[Centos] SMP rock-solid?

Tue Jan 25 14:36:18 UTC 2005
Henk van Lingen <henkvl at cs.uu.nl>

On Tue, Jan 25, 2005 at 08:10:11AM -0600, donavan nelson wrote:
  > Benjamin J. Weiss wrote:
  > >I always keep both the SMP and non-SMP kernel because sometimes the smp 
  > >kernel doesn't work.  Let's face it, SMP is still something that isn't 
  > >rock-solid in linux.
  > 
  > Your experiences differ greatly from mine.  What are you doing that can 
  > be directly attributed directly to SMP in the kernel?

  Actually, this weekend one of my CentOS 3.3 systems, with two Xeons,
  ended in some strange state while doing heavy calculations. All seemed 
  normal but one couldn't ssh to the system anymore. After a reboot, the
  atop datafiles (if you don't know, an enhanced top:
  http://www.atcomputing.nl/Tools/atop ) showed that after some moment there
  wasn't any CPU activity anymore. Stronger: it had 0% idle time _and_ 0%
  user time  _and_ 0% sys time. But it didn't hang, there was some activity,
  for example, yum cron updates where going on.
  Also note that after the idle/user/sys went to zero, new processed didn't
  get an proces id anymore and where displayed in atop with proces id '?'.
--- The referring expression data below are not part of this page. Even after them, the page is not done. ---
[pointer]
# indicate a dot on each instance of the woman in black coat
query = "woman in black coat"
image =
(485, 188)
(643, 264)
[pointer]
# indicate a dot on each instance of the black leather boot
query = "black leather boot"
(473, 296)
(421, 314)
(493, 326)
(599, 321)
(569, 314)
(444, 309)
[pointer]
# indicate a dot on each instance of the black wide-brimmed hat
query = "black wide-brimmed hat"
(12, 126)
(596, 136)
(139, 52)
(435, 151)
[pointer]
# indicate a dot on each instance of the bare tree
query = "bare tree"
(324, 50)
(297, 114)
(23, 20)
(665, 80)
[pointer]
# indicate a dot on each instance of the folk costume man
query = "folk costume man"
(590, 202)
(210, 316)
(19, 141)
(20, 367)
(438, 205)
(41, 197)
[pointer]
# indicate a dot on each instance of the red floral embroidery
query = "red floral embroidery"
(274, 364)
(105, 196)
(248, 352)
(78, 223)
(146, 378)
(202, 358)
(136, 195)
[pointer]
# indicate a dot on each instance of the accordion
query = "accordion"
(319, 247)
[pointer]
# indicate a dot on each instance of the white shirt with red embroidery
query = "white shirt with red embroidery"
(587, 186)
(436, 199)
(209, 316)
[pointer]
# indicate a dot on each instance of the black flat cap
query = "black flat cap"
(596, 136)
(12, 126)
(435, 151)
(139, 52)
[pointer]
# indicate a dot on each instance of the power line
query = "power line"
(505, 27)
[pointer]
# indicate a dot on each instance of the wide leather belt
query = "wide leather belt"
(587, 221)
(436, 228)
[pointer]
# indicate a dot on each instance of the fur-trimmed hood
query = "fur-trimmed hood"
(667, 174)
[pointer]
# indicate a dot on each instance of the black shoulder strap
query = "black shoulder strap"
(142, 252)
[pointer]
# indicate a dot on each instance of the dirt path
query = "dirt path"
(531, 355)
  FWIW: my wild guess was some bug in SMP or SMT stuff.

  Regards,

-- 
Henk van Lingen, Systems & Network Administrator              (o-      -+
Dept. of Computer Science, Utrecht University.                /\        |
phone: +31-30-2535278                                        v_/_
http://henk.vanlingen.net/             http://www.tuxtown.net/netiquette/